I attended an industry event in London recently and heard a managing director tell an audience of journalists that the subcontracting of certain manufacturing processes in China had not worked for his company. The price was good; but the quality was poor or rather the quality had initially been good but had slipped over time. This issue of so-called ’quality fade’ has been a prominent discussion point among many importers of Chinese goods and across the media.
Reading through a number of reports, it does seem that Chinese manufacturers view maintaining quality as a brake on greater profitability and the new Chinese capitalism is certainly one of the more rapacious breeds, with little in the way of legislation or control to hold it back.

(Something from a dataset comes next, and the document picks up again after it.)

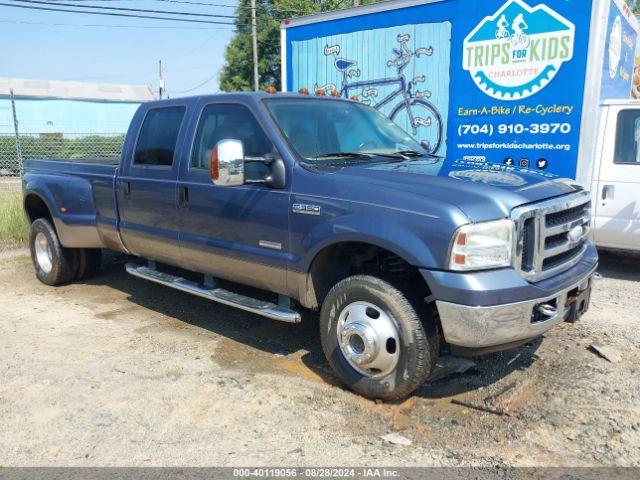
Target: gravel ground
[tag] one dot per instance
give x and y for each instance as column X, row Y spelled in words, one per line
column 121, row 372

Before we get too Western-centric about all this we would do well to remember that quality issues are endemic in every modern advanced economy, in business to business and business to consumer sectors - China is hardly unique in this.
The managing director mentioned above said that he had actually shifted back some of his subcontracted processes back to the UK. But Britain is not likely to become the workshop of the world anytime soon. Rather, one suspects that companies will carry on subcontracting to China as long the issue of ’quality fade’ does not reach critical mass. They, just like the Chinese, are more than a little bit interested in the bottom line.
Whether this means we get quality products is anyone’s guess.